The QCF Preparing to Teach in the Lifelong Learning Sector (PTLLS) qualification, sometimes referred to colloquially as "PETALS", is an initial teacher training qualification, studied at QCF Level 3 or 4, for those new to teaching, or wanting to start out as associate teachers, or currently teaching in the United Kingdom and requiring certification or qualification, or to become full teachers in Further Education (FE) or in the Lifelong Learning sector of education.

The PTLLS is currently the lowest of the teaching qualifications specifically for this sector of education, with others being the QCF Level 3/4 Certificate in Teaching in the Lifelong Learning Sector (CTLLS) and the QCF Level 5 Diploma in Teaching in the Lifelong Learning Sector (DTLLS) qualifications. Following successful completion of the PTLLS and upon achieving the qualification, an associate teacher would then have to take the more advanced CTLLS for the Certificate and after that the DTLLS for the Diploma.

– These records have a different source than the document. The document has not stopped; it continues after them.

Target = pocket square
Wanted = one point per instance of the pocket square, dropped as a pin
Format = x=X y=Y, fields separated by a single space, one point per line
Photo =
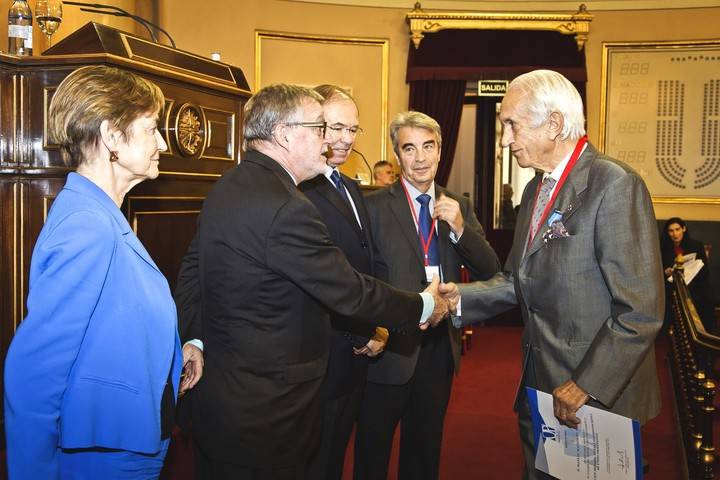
x=556 y=228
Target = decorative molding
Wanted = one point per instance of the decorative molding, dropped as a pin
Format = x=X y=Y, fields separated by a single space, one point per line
x=577 y=24
x=190 y=129
x=525 y=5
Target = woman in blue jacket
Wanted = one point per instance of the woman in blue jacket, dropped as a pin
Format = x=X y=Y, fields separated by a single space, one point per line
x=93 y=371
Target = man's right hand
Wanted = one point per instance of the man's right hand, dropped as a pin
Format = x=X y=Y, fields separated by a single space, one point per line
x=451 y=293
x=441 y=305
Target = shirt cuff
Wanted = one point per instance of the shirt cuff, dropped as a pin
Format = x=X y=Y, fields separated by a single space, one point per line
x=456 y=317
x=196 y=342
x=428 y=307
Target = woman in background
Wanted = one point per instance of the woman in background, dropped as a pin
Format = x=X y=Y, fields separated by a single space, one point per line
x=676 y=241
x=93 y=371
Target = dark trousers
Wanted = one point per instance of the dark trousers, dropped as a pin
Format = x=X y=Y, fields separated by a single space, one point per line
x=528 y=442
x=208 y=468
x=419 y=406
x=343 y=389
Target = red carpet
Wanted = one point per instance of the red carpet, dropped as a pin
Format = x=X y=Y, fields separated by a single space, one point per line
x=481 y=438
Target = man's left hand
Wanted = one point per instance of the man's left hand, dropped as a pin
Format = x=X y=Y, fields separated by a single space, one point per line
x=376 y=344
x=193 y=362
x=567 y=398
x=448 y=209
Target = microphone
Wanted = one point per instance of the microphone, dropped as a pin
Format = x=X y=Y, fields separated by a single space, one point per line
x=119 y=12
x=366 y=164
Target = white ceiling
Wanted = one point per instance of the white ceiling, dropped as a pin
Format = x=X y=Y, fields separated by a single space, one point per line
x=566 y=6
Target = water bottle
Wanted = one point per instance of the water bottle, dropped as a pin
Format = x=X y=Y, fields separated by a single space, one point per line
x=20 y=28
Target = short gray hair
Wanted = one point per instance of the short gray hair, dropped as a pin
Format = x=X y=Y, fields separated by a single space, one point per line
x=548 y=91
x=271 y=106
x=332 y=92
x=413 y=119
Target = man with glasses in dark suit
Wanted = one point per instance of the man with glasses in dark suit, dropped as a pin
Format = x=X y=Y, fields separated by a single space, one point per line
x=255 y=288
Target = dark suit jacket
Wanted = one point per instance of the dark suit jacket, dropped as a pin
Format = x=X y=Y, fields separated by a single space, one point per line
x=397 y=241
x=592 y=302
x=267 y=273
x=344 y=370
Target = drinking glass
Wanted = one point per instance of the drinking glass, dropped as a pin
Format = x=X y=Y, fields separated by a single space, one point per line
x=48 y=14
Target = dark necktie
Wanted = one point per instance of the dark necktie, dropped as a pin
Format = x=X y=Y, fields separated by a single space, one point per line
x=335 y=177
x=540 y=204
x=424 y=224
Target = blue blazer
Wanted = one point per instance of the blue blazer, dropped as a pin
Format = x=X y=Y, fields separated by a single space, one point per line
x=88 y=365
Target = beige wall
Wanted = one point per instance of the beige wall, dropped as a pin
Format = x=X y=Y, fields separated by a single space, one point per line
x=73 y=19
x=652 y=25
x=228 y=26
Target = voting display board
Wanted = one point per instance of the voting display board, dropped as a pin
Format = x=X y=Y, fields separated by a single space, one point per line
x=660 y=114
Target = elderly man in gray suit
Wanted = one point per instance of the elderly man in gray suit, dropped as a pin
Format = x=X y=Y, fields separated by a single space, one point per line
x=584 y=267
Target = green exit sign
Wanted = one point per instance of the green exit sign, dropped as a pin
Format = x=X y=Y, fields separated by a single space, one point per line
x=492 y=88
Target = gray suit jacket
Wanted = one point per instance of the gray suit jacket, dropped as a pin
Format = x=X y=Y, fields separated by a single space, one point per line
x=592 y=302
x=397 y=242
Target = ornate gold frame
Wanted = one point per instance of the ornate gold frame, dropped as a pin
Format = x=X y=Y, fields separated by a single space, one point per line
x=608 y=48
x=383 y=43
x=577 y=24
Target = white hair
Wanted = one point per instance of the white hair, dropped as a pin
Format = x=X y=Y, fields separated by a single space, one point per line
x=548 y=91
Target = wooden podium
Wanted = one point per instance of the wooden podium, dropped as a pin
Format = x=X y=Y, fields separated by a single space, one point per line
x=201 y=123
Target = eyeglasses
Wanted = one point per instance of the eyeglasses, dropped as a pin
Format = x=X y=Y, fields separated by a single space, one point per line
x=320 y=127
x=337 y=130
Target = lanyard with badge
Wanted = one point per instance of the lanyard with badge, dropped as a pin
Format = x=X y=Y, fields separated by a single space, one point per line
x=430 y=270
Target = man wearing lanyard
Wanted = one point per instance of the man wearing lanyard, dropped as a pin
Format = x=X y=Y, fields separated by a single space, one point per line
x=421 y=230
x=584 y=267
x=342 y=208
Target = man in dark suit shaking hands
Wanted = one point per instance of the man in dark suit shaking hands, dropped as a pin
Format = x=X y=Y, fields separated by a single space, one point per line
x=421 y=230
x=267 y=273
x=342 y=207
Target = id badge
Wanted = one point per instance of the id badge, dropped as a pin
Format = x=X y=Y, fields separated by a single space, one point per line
x=431 y=271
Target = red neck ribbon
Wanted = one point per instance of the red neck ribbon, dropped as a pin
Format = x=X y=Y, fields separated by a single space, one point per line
x=566 y=171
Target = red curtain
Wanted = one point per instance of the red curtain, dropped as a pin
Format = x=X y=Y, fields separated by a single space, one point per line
x=439 y=70
x=442 y=100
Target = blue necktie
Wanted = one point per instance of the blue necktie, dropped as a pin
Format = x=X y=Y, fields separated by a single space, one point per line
x=424 y=223
x=335 y=177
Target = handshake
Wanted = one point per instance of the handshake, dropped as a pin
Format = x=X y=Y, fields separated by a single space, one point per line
x=446 y=296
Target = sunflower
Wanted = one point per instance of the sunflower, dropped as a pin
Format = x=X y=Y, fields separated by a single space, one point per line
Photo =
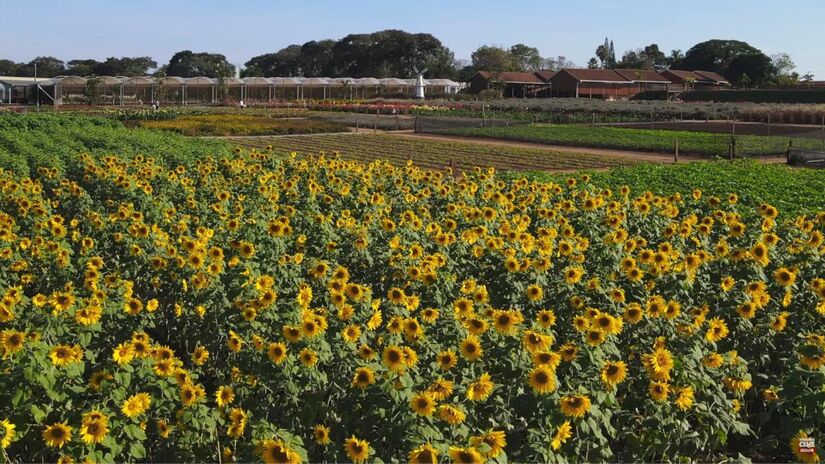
x=7 y=431
x=465 y=456
x=57 y=435
x=546 y=318
x=423 y=404
x=542 y=380
x=563 y=433
x=136 y=405
x=684 y=400
x=308 y=357
x=441 y=389
x=363 y=377
x=277 y=352
x=451 y=414
x=276 y=452
x=447 y=360
x=658 y=391
x=480 y=389
x=717 y=330
x=62 y=355
x=93 y=432
x=393 y=358
x=633 y=313
x=575 y=405
x=12 y=341
x=784 y=276
x=614 y=373
x=424 y=454
x=200 y=355
x=535 y=292
x=471 y=348
x=494 y=441
x=224 y=396
x=321 y=434
x=357 y=450
x=351 y=333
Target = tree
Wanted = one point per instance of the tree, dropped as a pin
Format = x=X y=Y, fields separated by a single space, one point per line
x=559 y=62
x=8 y=68
x=783 y=63
x=492 y=58
x=756 y=67
x=47 y=66
x=525 y=58
x=719 y=55
x=637 y=59
x=81 y=67
x=188 y=64
x=126 y=66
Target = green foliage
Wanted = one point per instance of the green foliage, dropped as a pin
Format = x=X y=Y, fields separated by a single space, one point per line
x=702 y=143
x=53 y=140
x=241 y=124
x=792 y=190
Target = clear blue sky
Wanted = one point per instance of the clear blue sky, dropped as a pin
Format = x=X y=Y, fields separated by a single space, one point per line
x=241 y=29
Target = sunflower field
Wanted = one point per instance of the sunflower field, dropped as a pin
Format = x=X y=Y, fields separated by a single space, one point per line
x=245 y=307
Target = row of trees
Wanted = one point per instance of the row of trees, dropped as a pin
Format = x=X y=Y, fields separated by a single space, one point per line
x=390 y=53
x=739 y=62
x=395 y=53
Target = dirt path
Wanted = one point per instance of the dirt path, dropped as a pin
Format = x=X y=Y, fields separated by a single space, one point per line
x=634 y=155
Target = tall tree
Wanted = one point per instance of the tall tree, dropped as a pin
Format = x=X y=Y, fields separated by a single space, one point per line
x=81 y=67
x=188 y=64
x=719 y=56
x=492 y=58
x=525 y=58
x=47 y=66
x=8 y=68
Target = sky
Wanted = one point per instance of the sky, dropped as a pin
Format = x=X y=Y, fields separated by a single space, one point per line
x=241 y=29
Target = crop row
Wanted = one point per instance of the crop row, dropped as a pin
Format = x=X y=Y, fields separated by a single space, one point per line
x=434 y=154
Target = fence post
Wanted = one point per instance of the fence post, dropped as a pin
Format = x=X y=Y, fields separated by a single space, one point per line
x=676 y=151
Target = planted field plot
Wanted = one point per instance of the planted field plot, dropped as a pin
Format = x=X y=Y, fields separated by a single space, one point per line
x=433 y=154
x=660 y=141
x=240 y=124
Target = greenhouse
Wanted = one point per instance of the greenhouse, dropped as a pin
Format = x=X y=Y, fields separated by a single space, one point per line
x=199 y=90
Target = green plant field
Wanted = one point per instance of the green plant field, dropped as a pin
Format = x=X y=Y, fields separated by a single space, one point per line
x=55 y=140
x=701 y=143
x=240 y=124
x=433 y=154
x=792 y=190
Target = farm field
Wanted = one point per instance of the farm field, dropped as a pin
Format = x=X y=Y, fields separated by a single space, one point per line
x=233 y=124
x=167 y=298
x=662 y=141
x=432 y=154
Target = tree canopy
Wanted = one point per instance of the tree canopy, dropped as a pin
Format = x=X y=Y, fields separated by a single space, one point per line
x=734 y=59
x=388 y=53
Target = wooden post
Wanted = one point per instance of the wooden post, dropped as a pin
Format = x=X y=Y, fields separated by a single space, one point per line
x=676 y=151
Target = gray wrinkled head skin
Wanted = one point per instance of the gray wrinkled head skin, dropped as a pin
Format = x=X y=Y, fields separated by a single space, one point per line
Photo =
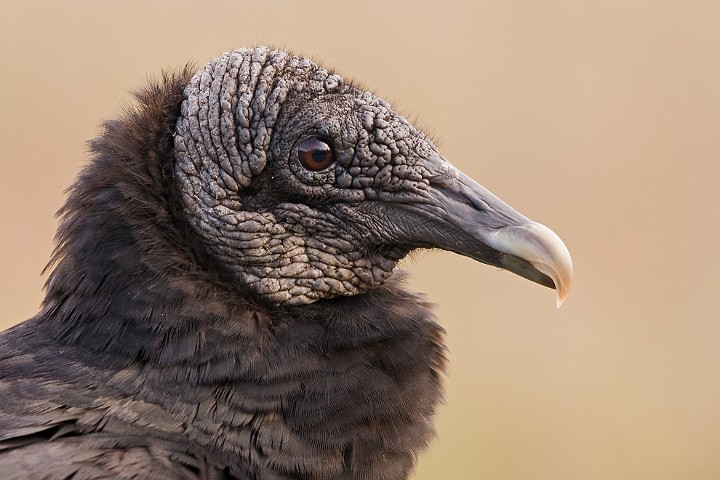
x=288 y=234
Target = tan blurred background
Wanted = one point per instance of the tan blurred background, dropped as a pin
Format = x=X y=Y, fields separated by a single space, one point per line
x=599 y=118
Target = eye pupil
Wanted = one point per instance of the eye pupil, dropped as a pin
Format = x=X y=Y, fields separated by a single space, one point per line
x=315 y=154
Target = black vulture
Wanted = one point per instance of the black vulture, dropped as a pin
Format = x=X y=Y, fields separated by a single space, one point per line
x=223 y=300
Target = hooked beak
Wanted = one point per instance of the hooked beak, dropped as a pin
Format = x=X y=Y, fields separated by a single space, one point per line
x=460 y=215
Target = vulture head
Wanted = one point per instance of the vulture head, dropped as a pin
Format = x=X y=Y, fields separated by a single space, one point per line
x=222 y=300
x=301 y=186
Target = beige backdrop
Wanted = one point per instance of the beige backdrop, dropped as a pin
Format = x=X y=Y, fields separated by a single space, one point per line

To achieve the certification, the learner/associate teacher/trainer does not have to be in a teaching role in order to be assessed, making it a very achievable certification and a suitable starting point for anyone wanting to become an educator. Assessment is in the form of a 'micro-teach' session and submission of assignments and portfolio of evidence. The Level 4 CTLLS, however, requires one to be in a teaching or training role in order to be assessed 'on-the-job', as well as through the submission of assignments and a portfolio of evidence.

The PTLLS is the first stage of a PGCE (Post Graduate Certificate in Education) in Lifelong learning and is currently required prior to achieving the CTLLS and DTLLS to gain Qualified Teacher Learning and Skills (QTLS) status. It is a requirement that all teachers obtain the PTLLS award, or the equivalent, to be able to continue to teach in the further education sector in the UK.

The PTLLS is in the process of being phased out along with the CTLLS and the DTLLS, and will eventually be replaced with the Award in Education and Training qualification at QCF Level 3, 4 and 5, respectively.